Maybe the concern over Google Scholar’s sustainability is thus not needed. Still, we might ask whether it is entirely desirable that Google plays such an important role in the scholarly workflow, and as such in science in general. A question remains over why it is so difficult to replace Google Scholar with an alternative. Numerous features can be mentioned to compare between Google Scholar and its competitors, but one feature with which Scholar stands out is comprehensiveness. Although it is unclear how much is in Scholar, it is clear that is has the largest coverage of all the available discovery systems. There are three reasons for this:
- First, Google Scholar is essentially built on top of Google, meaning it is not limited to specific databases, but can work with a heuristic to decide whether or not to include something in Scholar: if it cites other academic work, and if other academic work cites it, it probably is academic work.
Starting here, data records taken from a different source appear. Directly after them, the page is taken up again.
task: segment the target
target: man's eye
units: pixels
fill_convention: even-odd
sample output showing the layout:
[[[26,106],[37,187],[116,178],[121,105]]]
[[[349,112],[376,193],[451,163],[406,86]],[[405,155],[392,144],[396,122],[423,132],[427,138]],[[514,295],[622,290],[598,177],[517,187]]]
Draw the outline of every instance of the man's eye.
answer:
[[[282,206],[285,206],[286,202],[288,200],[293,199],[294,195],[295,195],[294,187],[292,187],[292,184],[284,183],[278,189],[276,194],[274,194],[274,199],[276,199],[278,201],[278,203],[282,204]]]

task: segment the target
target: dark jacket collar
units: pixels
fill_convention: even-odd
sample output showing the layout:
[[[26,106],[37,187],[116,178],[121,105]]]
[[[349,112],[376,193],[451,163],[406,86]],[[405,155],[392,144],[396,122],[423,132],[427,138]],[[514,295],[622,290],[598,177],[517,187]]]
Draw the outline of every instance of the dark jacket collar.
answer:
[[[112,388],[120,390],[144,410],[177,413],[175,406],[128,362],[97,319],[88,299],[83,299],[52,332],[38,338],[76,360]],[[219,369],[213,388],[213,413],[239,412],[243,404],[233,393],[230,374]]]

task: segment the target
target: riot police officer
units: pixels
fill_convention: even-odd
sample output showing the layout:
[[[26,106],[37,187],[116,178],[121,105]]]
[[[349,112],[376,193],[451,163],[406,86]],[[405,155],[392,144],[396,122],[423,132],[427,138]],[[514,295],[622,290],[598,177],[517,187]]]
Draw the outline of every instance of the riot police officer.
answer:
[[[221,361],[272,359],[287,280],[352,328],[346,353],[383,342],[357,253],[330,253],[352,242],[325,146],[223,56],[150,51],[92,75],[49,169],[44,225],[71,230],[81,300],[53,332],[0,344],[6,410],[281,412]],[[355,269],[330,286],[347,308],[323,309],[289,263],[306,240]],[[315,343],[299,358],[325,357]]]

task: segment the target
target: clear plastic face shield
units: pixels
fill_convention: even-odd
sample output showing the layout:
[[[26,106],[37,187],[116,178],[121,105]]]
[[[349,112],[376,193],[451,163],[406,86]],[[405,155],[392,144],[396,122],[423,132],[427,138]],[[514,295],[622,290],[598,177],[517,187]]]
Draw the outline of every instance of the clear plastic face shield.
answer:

- Second, because of this, in contrast to search engines offered by publishers, Scholar indexes works that are available on the web in open access (or possibly illegal) form. This means Scholar usually is able to offer the author’s version of a paper.
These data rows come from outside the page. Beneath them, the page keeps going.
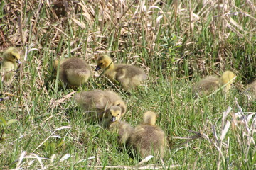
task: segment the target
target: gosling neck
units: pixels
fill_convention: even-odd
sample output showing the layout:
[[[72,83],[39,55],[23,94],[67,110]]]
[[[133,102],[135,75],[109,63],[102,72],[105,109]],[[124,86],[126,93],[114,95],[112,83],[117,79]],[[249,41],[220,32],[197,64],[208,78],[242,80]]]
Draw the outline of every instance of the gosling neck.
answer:
[[[114,69],[114,63],[112,62],[110,62],[110,66],[107,66],[107,68],[106,68],[107,70],[113,70]]]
- Finally, because Google is such a giant, it has managed to get publishers to agree to be crawled, so it can also index the full-text of the publisher’s version. This final point is what makes it difficult for scholars themselves to come up with a powerful alternative. For example, the recently launched Semantic Scholar looks interesting, but is limited to publicly available online articles. This means that such an undertaking misses a vast amount of literature, and is thus from the start already less attractive, whether its functionality is better than Google’s or not.
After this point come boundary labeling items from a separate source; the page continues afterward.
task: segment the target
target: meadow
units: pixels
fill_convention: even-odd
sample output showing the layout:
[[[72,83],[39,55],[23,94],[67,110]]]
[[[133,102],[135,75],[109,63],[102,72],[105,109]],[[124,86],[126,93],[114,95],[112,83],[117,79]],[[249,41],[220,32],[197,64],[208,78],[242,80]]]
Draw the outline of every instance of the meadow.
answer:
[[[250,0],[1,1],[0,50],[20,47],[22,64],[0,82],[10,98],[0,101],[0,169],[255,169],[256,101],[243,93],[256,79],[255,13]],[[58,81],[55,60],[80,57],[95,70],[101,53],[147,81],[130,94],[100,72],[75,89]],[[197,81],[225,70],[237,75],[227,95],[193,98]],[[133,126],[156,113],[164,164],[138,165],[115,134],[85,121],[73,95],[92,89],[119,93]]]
If we as scholars are genuinely concerned with Google Scholar’s sustainability, as well as with Google’s dominance in the scholarly workflow, it seems to me the only solution is to push for open access availability not only of new articles but also of old ones. Only once a comprehensive open access database of academic literature can be developed, can we really open up the space for competition with Google Scholar. Although Academia.edu allows (some) search engines to crawl their website after a request for permission, there is a debate whether this would be the best approach for open access. Whether this will lead to better offerings of course remains to be seen, as comprehensiveness is not the only aspect of interest. But I would be very interested to see what we can come up with as discovery systems once the data is available. Maybe this is an unreachable dream, but if there is one thing we can learn from Google Scholar, it is that the publishers’ monopoly over access to academic literature can be disrupted.